Festival international du film de Gibara
La 20e édition du Festival international du film de Gibara a annoncé la sélection de 14 films d’animation provenant de huit pays.
Du 14 au 18 juillet, cinéastes et cinéphiles se réuniront à Gibara, ville côtière située dans la province orientale de Holguín.
La compétition présente des courts métrages du Mexique, de Cuba, du Brésil, d’Espagne, du Chili, d’Argentine, de Colombie et du Pérou, offrant une sélection reflétant la diversité esthétique et narrative du cinéma d’animation indépendant contemporain.

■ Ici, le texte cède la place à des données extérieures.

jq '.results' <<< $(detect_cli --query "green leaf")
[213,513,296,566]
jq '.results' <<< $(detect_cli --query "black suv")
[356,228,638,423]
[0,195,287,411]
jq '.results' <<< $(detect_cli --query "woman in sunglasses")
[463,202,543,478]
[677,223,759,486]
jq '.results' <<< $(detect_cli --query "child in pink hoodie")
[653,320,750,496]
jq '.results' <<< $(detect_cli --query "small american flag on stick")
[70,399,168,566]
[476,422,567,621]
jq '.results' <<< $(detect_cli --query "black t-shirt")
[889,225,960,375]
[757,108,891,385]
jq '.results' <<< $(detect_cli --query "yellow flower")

Le Brésil est le pays le plus représenté avec quatre films en compétition : « The Monster of Fear » d’Eduardo Padrão et Andrew Gledson ; « Llena » de Wayner Tristão ; « State Dolls in Plastic Blows » de Wlisses Alves ; et « For What It Was », une coproduction de Julia Leite, Luís Fanzeres, Marcela Lesniczki et Rafael Sabioni.

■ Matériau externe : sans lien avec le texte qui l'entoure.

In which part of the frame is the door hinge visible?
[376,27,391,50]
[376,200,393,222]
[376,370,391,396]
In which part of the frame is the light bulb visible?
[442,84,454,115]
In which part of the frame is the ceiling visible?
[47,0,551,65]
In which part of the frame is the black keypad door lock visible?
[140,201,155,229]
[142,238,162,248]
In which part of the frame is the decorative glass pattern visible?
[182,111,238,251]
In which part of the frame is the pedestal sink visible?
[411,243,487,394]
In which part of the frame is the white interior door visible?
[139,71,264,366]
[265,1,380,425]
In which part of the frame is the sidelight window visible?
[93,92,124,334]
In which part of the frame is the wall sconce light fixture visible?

Cuba participe avec le même enthousiasme à travers les œuvres Adagio, des frères David et Daniel Zamora ; La niña y el mar (La Fille et la mer), de Ray Ortega ; Titoverse : Génesis (Titoverse : Genesis), de Daniel Martin ; et Tres Tres Tres (Trois Trois Trois), réalisé par Aldo Daniel Luberta.
Le panorama latino-américain est complété par les entrées mexicaines Paseo por la ciudad (1 Promenade à travers la ville), de Sara Coello et Alejandro Acuña ; le chilien La cripta (La Crypte), de Diamanda Zoel Moreno ; l’argentine La Isla de Basura (Trash Island), de Carolina Feity ; le colombien Paralelo 48 (Parallèle 48), de William David Guzmán ; et le Sana péruvien, de Manu Larios.
Parallèlement, du côté européen, le film espagnol « In Half », réalisé par Jorge Morais, est en compétition, unique représentant du vieux continent dans une compétition dominée par les créations d’animation des pays du Sud.
Cette année, le festival rend hommage à son fondateur, le cinéaste cubain Humberto Solás (1941-2008), et à vingt ans de diffusion, de distribution et de soutien au mouvement du Cinéma Pauvre à travers le monde.
Cette édition marque un retour aux sources du mouvement, en tant qu’espace de résistance culturelle et plateforme pour de nouvelles perspectives cinématographiques.